Philip Ettinger, qui incarne les jumeaux au sortir de l'adolescence, est tout aussi impressionnant. D'ailleurs, tous les acteurs sont bons : Melissa Leo dans le rôle de la mère qui cache un secret, John Procaccino dans celui du beau-père brutal, Kathryn Hahn (qui nous a souvent bien fait rire, notamment dans Frangins malgré eux) dans celui de l'ex de Dominick, Juliette Lewis dans celui d'une universitaire égocentrique, Archie Panjabi dans celui d'une psy touchée par le drame des frères Birdsey... Formidable Rosie O'Donnell, qui joue une assistante sociale empathique et dévouée, tout dans le contrôle de ses émotions.
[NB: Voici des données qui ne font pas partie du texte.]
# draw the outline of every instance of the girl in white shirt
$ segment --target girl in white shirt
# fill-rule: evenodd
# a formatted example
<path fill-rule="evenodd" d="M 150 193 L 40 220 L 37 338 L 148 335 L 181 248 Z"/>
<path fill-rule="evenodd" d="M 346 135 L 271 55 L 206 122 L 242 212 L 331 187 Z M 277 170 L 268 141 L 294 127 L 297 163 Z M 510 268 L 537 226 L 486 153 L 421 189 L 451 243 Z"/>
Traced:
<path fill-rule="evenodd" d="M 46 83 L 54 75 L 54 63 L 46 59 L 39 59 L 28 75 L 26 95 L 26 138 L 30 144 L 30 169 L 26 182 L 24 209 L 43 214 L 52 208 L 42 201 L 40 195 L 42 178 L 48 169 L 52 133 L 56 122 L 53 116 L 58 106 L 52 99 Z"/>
Et Marcello Fonte, qui nous avait ému dans Dogman, campe ici un grand-père peu sympathique. Pour autant, à l'instar des autres personnages, il n'y a pas de méchant : juste des hommes et des femmes qui, finalement, tentent de faire du mieux qu'ils peuvent.
L'autre Amérique
Refusant tout pathos, Derek Cianfrance, coscénariste et réalisateur, s'attache à filmer le visage de ses comédiens. Au plus près. Pour saisir toutes les nuances d'émotion qui les traversent. En plans plus larges, il joue avec les éléments de décors (routes, reflets...) pour exprimer la dualité. Les jumeaux se dédoublent, se renvoient leur image. Leurs silhouettes se confondent parfois. Dominick et Thomas, deux facettes d'une même personnalité. L'un bascule, l'autre tient bon - mais à quel prix. I Know This Much Is True est une plongée âpre sur la psyché en même temps que sur l'histoire américaine, avec ses blessures du passé qui gangrènent le présent. La minisérie met l'accent sur le poids de la culpabilité et la difficulté du pardon, tout autant que sur l'amour et des sacrifices qu'il impose parfois.
Dommage que le DVD ne propose aucun bonus. Pas tant pour savoir comment Ruffalo et Ettinger ont pu se dédoubler sur les mêmes plans (les effets spéciaux sont invisibles donc très bien faits) mais pour entendre Mark Ruffalo évoquer sa méthode pour incarner les jumeaux ainsi que l'importance de cette minisérie à titre personnel, lui dont les racines sont italiennes. Restent six épisodes denses, durs mais dont le final sera comme un phare après une traversée dans la tempête. Comme une leçon de vie.